Today, I was pleased to join my colleagues from throughout the Administration to announce the first U.S. strategy on transnational organized crime (TOC) in fifteen years. The Strategy to Combat Transnational Organized Crime provides a comprehensive plan that will, in part, help us build on our progress to further reduce drug use in the United States and disrupt drug trafficking and its facilitation of other transnational threats.
Remember, this is the guy that declared an end to the War on Drugs, saying that we have to focus on treatment, yet who just hired a military general for Deputy Director of Supply Reduction.
And now the Office of National Drug Control Policy is getting heavily involved in major new expanded efforts to “Combat Transnational Organized Crime.” Really?
Not that he has a clue as to what’s going on there…
“You can read the full strategy (pdf) and a fact sheet on the strategy (pdf).”
Um, no. Those are links to the International Strategy for Cyberspace. Interesting, but has nothing to do with the ONDCP or transnational organized crime.
The actual strategy is available here, and it’s a doozy. A real ratcheting up of the international war on drugs and, following the UNODC lead, tying drug control to all international crime.
The vagueness of the language and the way drugs and crime and terrorism are conflated is quite frightening.

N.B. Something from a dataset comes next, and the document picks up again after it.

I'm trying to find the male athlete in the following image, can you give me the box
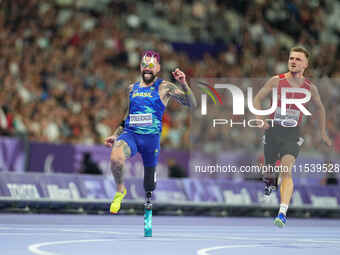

Along emerging trafficking routes, such as the transit route through West Africa to Europe, criminal networks are spreading corruption and undermining fledgling democratic institutions. Due to the enormous profits associated with drug trafficking, the illegal trade is also a way to finance other transnational criminal and terrorist activities.
To diminish these threats, we will continue ongoing efforts to identify and disrupt the leadership, production, intelligence gathering, transportation, and financial infrastructure of major TOC networks. By targeting the human, technology, travel, and communications aspects of these networks, we will be able to monitor and gather intelligence to identify the full scope of the TOC networks, their members, financial assets, and criminal activities. We will continue ongoing efforts to enhance collaboration among domestic law enforcement agencies and our foreign counterparts in order to strengthen our ability to coordinate investigations and share intelligence to combat drug trafficking and TOC. Continued use of economic sanctions under the Foreign Narcotics Kingpin Designation Act (Kingpin Act) to pursue transnational drug organizations will enhance our ability to disrupt and dismantle TOC networks. The Kingpin Act also may be used to prosecute persons involved in illegal activities linked to drug trafficking, such as arms trafficking, bulk cash smuggling, or gang activity. Enhanced intelligence sharing and coordination among law enforcement and intelligence agencies, the military, and our diplomatic community will enable the interagency community to develop aggressive, multi-jurisdictional approaches to dismantle TOC networks involved in drug trafficking. […]
By disrupting and dismantling the world’s major TOC networks involved in drug trafficking, we will be able to reduce the availability of illicit drugs, inhibit terrorist funding, improve national and international security, and bring TOC networks to justice.
Yep. Just wrap the entire crime, terrorism and drug issues into one major international war, with no understanding of the underlying causes or economic factors.
There’s also a reference to the administration looking to increase its asset seizure efforts, both abroad and at home. Not good.